When the uncompressed Milo starts to run, pretty much all that Milo assumes has been configured is the memory. Milo first sets up the serial ports of the system. It then writes information about the boot sequence to COM port 1. If Milo is not booting on a particular system then often it is a good idea to hook up a serial line to that port to see what is happening. after that, Milo's boot sequence is very similar to the Linux kernel's except that Milo does not initialize quite as many things as the Linux kernel.

This similarity to the Linux kernel is no accident. Milo uses device drivers from the Linux kernel as is. This means that, theoretically at least, any device driver that works for Alpha Linux will work in Milo. So far, this is true for the floppy driver, the IDE driver, the NCR 810 SCSI driver, Adaptec 2940 and 3940 SCSI drivers as well as the Qlogic SCSI driver. It does not make sense, however, to include all of the Linux kernel inside Milo. Instead Milo uses pseudo-kernel code which maintains the interfaces that the drivers expect. For example, the timer code is Milo's but the PCI code is the kernel's.The drawback is that as the kernel revises the code, Milo must change to keep up. I have learnt a lot about the Linux kernel this way. Another example of Milo's pseudo-kernel code is the kernel memory allocation/deallocation code, the Milo buffer code is much simpler and less elegant than the kernel code but it gets the job done reasonably well if not particularly efficiently.

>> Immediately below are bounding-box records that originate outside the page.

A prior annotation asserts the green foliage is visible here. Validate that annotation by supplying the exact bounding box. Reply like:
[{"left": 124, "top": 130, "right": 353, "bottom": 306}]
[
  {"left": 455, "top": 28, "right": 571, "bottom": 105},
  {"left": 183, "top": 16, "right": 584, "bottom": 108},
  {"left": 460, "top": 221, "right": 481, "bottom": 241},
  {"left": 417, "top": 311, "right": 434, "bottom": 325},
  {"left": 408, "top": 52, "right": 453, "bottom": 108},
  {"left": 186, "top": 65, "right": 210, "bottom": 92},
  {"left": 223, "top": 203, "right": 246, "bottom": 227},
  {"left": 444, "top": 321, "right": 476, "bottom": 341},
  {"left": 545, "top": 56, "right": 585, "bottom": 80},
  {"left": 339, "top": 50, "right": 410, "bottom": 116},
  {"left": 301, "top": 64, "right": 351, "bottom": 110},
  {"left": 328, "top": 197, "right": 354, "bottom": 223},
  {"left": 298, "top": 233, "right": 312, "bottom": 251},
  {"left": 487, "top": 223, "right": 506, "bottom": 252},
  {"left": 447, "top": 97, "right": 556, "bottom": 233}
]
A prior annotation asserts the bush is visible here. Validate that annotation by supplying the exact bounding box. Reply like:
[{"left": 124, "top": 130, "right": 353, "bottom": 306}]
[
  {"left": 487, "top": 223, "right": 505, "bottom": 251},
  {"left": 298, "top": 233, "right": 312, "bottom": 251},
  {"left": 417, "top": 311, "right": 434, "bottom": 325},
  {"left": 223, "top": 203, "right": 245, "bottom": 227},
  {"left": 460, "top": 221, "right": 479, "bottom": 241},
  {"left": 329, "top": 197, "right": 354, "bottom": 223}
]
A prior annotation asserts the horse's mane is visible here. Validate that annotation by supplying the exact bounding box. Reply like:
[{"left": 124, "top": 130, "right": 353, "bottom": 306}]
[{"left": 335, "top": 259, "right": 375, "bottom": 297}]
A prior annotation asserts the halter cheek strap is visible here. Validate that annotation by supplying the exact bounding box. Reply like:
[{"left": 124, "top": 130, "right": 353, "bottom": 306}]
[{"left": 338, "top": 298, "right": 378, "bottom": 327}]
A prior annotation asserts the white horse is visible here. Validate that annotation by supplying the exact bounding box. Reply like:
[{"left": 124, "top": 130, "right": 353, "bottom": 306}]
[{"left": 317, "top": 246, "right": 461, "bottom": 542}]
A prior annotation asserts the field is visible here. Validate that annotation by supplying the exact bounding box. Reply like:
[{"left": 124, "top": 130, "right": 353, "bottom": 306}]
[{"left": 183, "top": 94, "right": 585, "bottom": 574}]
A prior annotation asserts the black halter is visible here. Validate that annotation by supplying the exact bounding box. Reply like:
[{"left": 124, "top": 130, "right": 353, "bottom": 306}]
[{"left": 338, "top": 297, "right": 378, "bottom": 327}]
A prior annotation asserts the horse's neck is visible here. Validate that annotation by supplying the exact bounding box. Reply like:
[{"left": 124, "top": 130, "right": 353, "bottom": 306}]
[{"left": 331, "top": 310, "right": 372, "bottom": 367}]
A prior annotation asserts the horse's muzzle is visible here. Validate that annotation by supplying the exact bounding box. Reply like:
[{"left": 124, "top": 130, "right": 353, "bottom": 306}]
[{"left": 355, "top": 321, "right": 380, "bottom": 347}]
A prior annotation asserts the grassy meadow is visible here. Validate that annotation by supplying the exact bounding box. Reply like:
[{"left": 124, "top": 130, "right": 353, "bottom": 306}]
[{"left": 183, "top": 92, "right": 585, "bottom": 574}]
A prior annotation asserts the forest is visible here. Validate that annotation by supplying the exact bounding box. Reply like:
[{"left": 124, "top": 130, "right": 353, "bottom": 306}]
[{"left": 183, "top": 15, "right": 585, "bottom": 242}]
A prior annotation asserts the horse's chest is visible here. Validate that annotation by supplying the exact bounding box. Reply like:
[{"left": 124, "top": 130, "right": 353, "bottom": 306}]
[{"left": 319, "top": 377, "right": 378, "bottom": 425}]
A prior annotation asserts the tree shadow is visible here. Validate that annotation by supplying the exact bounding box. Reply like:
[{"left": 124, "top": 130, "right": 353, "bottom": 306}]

If it finds a VGA device then Milo will use Digital's BIOS emulation library to run (in X86 emulation) the on board BIOS code on the video device. This code is only shipped as a library and, unlike the rest of Milo, is not free license. The Milo source tree also includes a freeware alternative that is not bad with S3 based chips.

Milo's role in life is to find and load the kernel. Milo does include a keyboard driver and so it has a simple command interface. Unlike Lilo, which is table driven, Milo accepts commands and even stores configuration information in NVRAM. Milo's interface is simple, it does enough to find out which disk partition to load the Linux kernel from and what arguments to pass to the kernel. Milo supports filesystems (DOS, EXT2, ISO9660) and so the boot commands make human sense, for example:

MILO > boot sda2:vmlinuz root=/dev/sda2

Did I mention that it also figures out if the image is gzip'd and, if it is, automatically uncompresses it? When Milo has loaded the Linux kernel into the appropriate place in physical memory it sets the page tables to their initial state and builds the HWRPB (Hardware Restart Parameter Block). It is the HWRPB which tells Linux what sort of system this is and what physical memory is free. Almost immediately, the Alpha AXP setup code discards the HWRPB and Linux goes on to reinitialize the system itself. It does, however, take notice of what physical memory Milo told it was free and what was not.

Milo has been very successful, most of the Alpha Linux systems sold include it and it is included in the Alpha Linux distributions, Red Hat AXP Linux for example.